1949年に幼児や児童に適用するWISC(Wechsler Intelligence Scale for Children)が作成されたのを皮切りにして、1950年に成人用のWAIS(Wechsler Adult Intelligence Scale)、1966年に就学前児童を対象としたWPPSI知能診断検査(Wechsler Preschool and Primary Scale of Intelligence)、1979年に幼児・児童用のWISCを改良したWISC-R(Wechsler Intelligence Scale for Children-Revised)が開発されました。

ウェクスラー式知能検査は、国際的に利用が普及している知能測定の心理アセスメントで、日本語にも翻訳されています。統計学的な点数分布をもとにした客観性の高い標準化が為されているだけでなく、各種のウェクスラー式知能検査にはウェクスラー本人が書いた知能検査の理論・測定法・根拠のテスト・マニュアルが付属しています。

ウェクスラー式知能検査の評価尺度

知能の臨床診断的(臨床査定的)特性を持つウェクスラー式知能検査の評価尺度には、『言語性知能尺度・動作性知能尺度』があり、それぞれ複数の下位尺度を持っています。ウェクスラーの知能検査の測定結果は、IQ(言語性知能指数:VIQ,動作性知能指数:PIQ)で算出されますが、測定する変数は言語性知能得点と動作性知能得点、それらを合計した全知能得点になります。

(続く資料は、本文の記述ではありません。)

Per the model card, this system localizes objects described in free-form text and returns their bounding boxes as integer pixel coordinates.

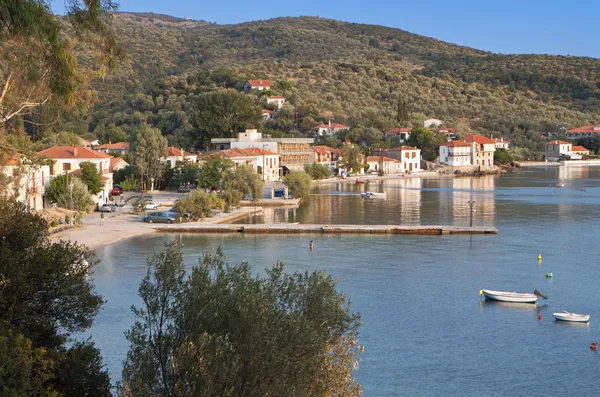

以下のリストにあるように、言語性知能尺度は6つの下位尺度を持ち、動作性知能尺度は5つの下位尺度を持っています。

下位尺度のうち、言語性尺度は、主に意識的な学習行動や記憶能力の成果として現れる『結晶性知能』を測定するものであり、動作性知能尺度は、その場その場の環境変化や問題発生に臨機応変に適用できる『流動性知能』を測定するものです。

WAIS-Rを例として言語性尺度と動作性尺度の11個の下位尺度に含まれる項目数と測定する内容の概略について大まかな説明をします。

言語性尺度の下位尺度について

言語性尺度は、学歴や教育水準、社会階層などの影響を受けやすい知識蓄積型(結晶性知能)の評価尺度であり、教育環境や学習努力といった後天的要因によって規定される部分が多くなっています。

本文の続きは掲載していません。